You may (probably should) use different classifiers for each sub-task below:
- Task 1a. Build a system where the false positive rate is at most 2 per patient.
- Task 1b. Build a system where the false positive rate is at most 4 per patient.
- Task 1c. Build a system where the false positive rate is at most 10 per patient.
In each task, the classifiers will be ranked based on PE sensitivity, as long as the false
positive rate meets the specified threshold.
Task 2: The second classification task is to label each patient as having a PE or not. The reason this is important is that patient treatment for PE is systemic - i.e., many aspects of the treatment are the same whether the patient has one or many PE's. For this task, we make the following definitions:
Patient sensitivity is defined as the number of patients for whom at least one true PE is correctly identified. As above, a PE is correctly identified if any one of the candidates associated with that PE is correctly labeled, and multiple correct identifications in a single patient do not increase the sensitivity score.
False positives are defined as the number of candidates falsely labeled as a PE in a patient.
The average FP rate for a test set is the average number of FPs produced across all patients in that test set.
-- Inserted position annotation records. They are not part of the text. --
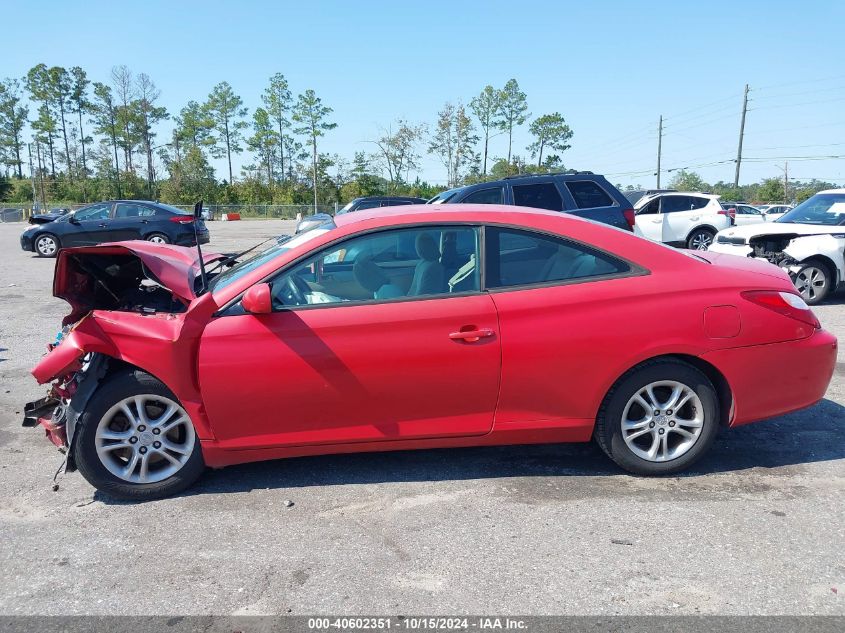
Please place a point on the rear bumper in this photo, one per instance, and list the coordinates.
(774, 379)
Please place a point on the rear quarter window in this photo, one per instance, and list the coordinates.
(588, 195)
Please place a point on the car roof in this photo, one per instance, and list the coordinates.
(449, 213)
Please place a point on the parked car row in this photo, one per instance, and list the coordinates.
(807, 242)
(443, 325)
(113, 221)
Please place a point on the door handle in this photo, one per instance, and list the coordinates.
(471, 336)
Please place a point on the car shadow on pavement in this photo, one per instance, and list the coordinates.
(813, 435)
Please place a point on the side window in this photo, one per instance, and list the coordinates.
(125, 210)
(588, 195)
(97, 212)
(676, 204)
(538, 196)
(651, 208)
(697, 202)
(443, 261)
(516, 258)
(493, 195)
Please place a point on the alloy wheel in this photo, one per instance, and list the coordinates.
(46, 245)
(145, 439)
(662, 421)
(701, 241)
(810, 282)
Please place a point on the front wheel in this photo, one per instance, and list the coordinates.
(700, 239)
(136, 441)
(659, 418)
(47, 245)
(813, 282)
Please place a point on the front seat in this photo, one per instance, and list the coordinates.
(568, 263)
(429, 275)
(370, 277)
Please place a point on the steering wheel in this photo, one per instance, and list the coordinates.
(292, 292)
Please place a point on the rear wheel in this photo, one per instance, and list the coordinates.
(813, 282)
(47, 245)
(700, 239)
(136, 441)
(659, 418)
(158, 238)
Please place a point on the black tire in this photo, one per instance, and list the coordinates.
(805, 275)
(44, 239)
(158, 237)
(109, 393)
(700, 239)
(608, 431)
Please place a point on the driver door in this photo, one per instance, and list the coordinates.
(92, 224)
(329, 369)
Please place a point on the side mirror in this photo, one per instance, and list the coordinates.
(257, 299)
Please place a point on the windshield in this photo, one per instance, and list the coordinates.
(826, 209)
(282, 245)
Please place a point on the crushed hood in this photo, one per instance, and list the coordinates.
(174, 267)
(749, 231)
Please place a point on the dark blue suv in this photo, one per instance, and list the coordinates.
(583, 193)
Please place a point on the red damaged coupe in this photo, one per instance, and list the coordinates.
(414, 327)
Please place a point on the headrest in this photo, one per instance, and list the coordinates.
(427, 247)
(368, 274)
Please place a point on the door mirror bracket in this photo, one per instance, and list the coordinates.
(258, 300)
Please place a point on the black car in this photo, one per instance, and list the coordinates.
(50, 216)
(358, 204)
(584, 194)
(114, 221)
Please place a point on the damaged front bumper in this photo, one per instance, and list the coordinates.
(50, 414)
(59, 411)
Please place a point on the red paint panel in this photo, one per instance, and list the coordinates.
(351, 373)
(722, 322)
(803, 369)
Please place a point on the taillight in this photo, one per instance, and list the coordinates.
(629, 217)
(785, 303)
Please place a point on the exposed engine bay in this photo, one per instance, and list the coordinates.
(771, 248)
(118, 282)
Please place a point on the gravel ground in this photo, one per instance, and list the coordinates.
(757, 528)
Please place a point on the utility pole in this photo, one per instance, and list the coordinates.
(785, 171)
(659, 147)
(741, 133)
(31, 173)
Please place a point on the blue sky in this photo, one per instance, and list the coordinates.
(611, 68)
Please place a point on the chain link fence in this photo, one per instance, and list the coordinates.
(13, 213)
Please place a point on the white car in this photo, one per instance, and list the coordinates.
(690, 220)
(774, 211)
(807, 242)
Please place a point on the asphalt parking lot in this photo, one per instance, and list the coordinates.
(756, 528)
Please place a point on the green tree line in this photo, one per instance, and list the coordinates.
(84, 140)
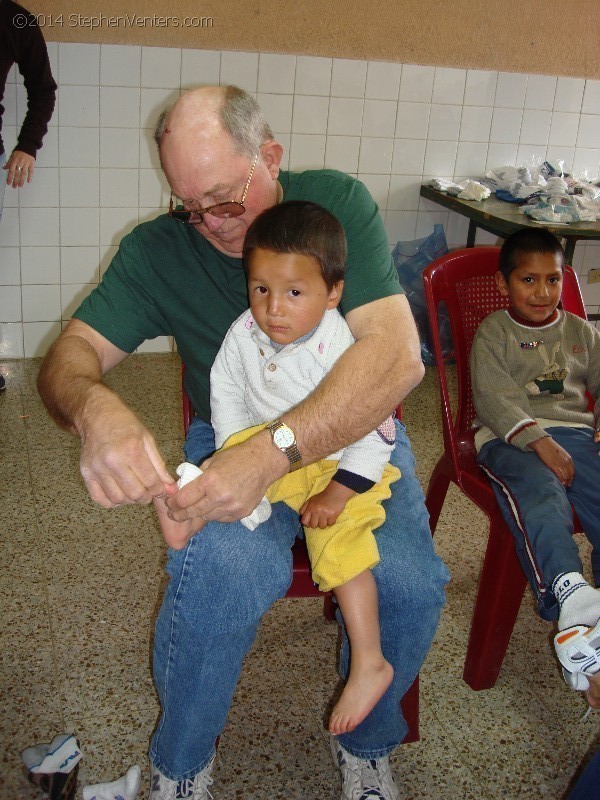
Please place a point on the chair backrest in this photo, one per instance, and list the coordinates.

Again, for this task, 3 classifiers should be built, and any classifier that yields an average FP rate above the specified FP threshold on any sub-task will be disqualified.
- Task 2a. Build a system where the false positive rate is at most 2 per patient.
- Task 2b. Build a system where the false positive rate is at most 4 per patient.
- Task 2c. Build a system where the false positive rate is at most 10 per patient.
In each task, the classifiers will be ranked based on patient sensitivity as long as the false positive rate obeys the specified FP rate. You may use the same classifier(s) as in Task 1, or build different classifiers for this task.
Task 3: One of the most useful applications for CAD would be a system with very high (100%?) Negative Predictive Value. In other words, if the CAD system had zero positive candidates for a given patient, we would like to be very confident that the patient was indeed free from PE's. In a very real sense, this would be the "Holy Grail" of a PE CAD system.
Unfortunately, as our training set contains relatively few negative PE cases (20 in all), building such a classifier may be a very hard task. However, we anticipate that we will have a larger number of negative cases by the time the test data set is released, allowing a better measure of the performance of the system on this task.
For this task, we make the following definitions:
A patient is identified as negative when the CAD system produces no positive labels for any of that patient's candidates.
The negative prediction value (NPV) for a classifier is TN/(TN+FN) (i.e., number of true negatives divided by the total of true and false negatives).
Note that the NPV is maximized by a classifier that correctly identifies some negative patients but produces no false negatives (no positive patients identified as negative).
To qualify for this task, a classifier must have 100% NPV (i.e., when it says a patient has no positive marks, the patient must have no true PE's). The primary criterion will be the highest number of negative patients identified in the test set (largest TN), subject to a minimum cut-off of identifying 40% of the negative patients on the test set. The first tie breaker will be the sensitivity on PE's (as defined in Task 1), followed by the false positive rate on the entire test set.
More task descriptions are provided in this PDF file.
Each submission will be evaluated according to the criteria set forth under each task, above. The winner for each task will be the group with the best score according to the specified metric for that task. In the event of a tie, multiple winners may be awarded or, at the chair's option, a tie-breaking metric may be employed. Results of the competition will be announced individually to participants in advance of KDD; public announcement of results will be during the opening ceremony of KDD.